Not having run the race before, my friend and I were placed in the "joggers" section. So many women had chosen to walk the course route it felt like a long time before we could break into a run.

And I probably wasted a lot of time at the beginning apologising to every woman I overtook.

Although it was hard to find the space to run, I knew my fitness was much improved. But still I was a little nervous.

Thats probably why I got a cramp in my stomach on Merrion Road, which seemed like a disaster as we were just around three kilometres into the 10-kilometre race.

"Don't surrender to it," my friend said.

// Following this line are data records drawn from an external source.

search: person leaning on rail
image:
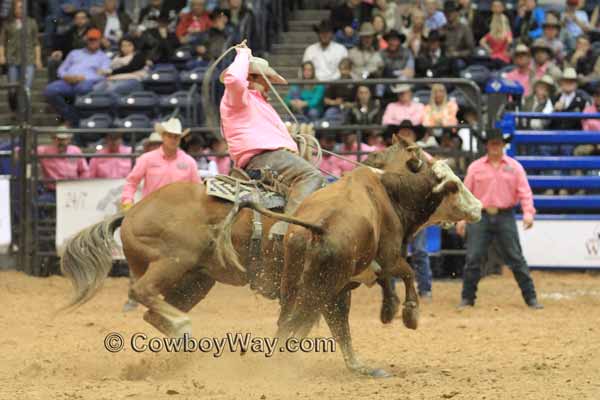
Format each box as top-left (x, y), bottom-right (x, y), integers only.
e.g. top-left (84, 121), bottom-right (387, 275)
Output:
top-left (456, 129), bottom-right (543, 309)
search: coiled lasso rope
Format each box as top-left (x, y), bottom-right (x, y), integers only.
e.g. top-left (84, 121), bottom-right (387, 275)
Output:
top-left (202, 39), bottom-right (365, 178)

No surrender then, I thought, plodding on.

But when she stopped for a toilet break I stopped too until the painful feeling had passed.

I took off again when I saw a girl ahead wearing a T-shirt explaining she was running in loving memory of her aunt.

When I felt myself flagging again, a woman watching from the footpath encouraged me by saying quietly but firmly, "keep going". She was a wheelchair user.

As we passed UCD at around the six-kilometre mark, a live rock band belting out Runaround Suehelped us pick up the pace again.

The drink station on the Stillorgan Road was a great relief, although getting sprayed by the fireman's hose in Donnybrook seemed like too much of a Sex and the Citymoment to be true.

We crossed the finish line after an hour and 15 minutes. It's no record but it's not so long since I couldn't run the length of myself. A mini step for woman, a marathon leap for me.